ECLI:NL:HR:2005:AU5285
Hoge Raad
- Cassatie
- H.A.M. Aaftink
- E.J. Numann
- W.D.H. Asser
- Rechtspraak.nl
Echtscheiding en verweer op grond van godsdienstige overtuiging
Op 10 juni 2004 heeft de man, verweerder in cassatie, een verzoekschrift ingediend bij de rechtbank te Alkmaar met het verzoek om echtscheiding van de vrouw, verzoekster tot cassatie. De vrouw heeft geen verweerschrift ingediend. De rechtbank heeft op 7 oktober 2004 de echtscheiding uitgesproken. Hiertegen heeft de vrouw hoger beroep ingesteld bij het gerechtshof te Amsterdam, waar de man een verweerschrift heeft ingediend. Het hof heeft op 21 april 2005 de beschikking van de rechtbank bekrachtigd. Tegen deze beschikking heeft de vrouw beroep in cassatie ingesteld, waarbij de man niet is verschenen. De conclusie van de Advocaat-Generaal L. Strikwerda was om het beroep te verwerpen.
De Hoge Raad heeft op 9 december 2005 uitspraak gedaan in deze zaak. De klachten die in het cassatiemiddel zijn aangevoerd, kunnen niet tot cassatie leiden. De Hoge Raad oordeelt dat, gezien artikel 81 RO, geen nadere motivering nodig is, omdat de klachten niet nopen tot beantwoording van rechtsvragen in het belang van de rechtseenheid of de rechtsontwikkeling.

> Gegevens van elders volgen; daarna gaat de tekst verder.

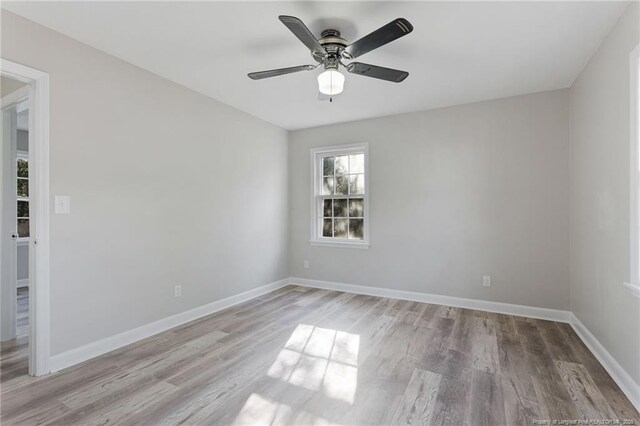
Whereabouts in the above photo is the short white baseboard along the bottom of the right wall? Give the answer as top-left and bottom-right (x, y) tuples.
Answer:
(571, 312), (640, 412)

De Hoge Raad verwerpt het beroep, waarmee de beschikking van het gerechtshof in stand blijft.
Deze beschikking is openbaar uitgesproken door raadsheer E.J. Numann, die ook deel uitmaakte van de uitspraak, samen met de andere raadsheren H.A.M. Aaftink en W.D.H. Asser.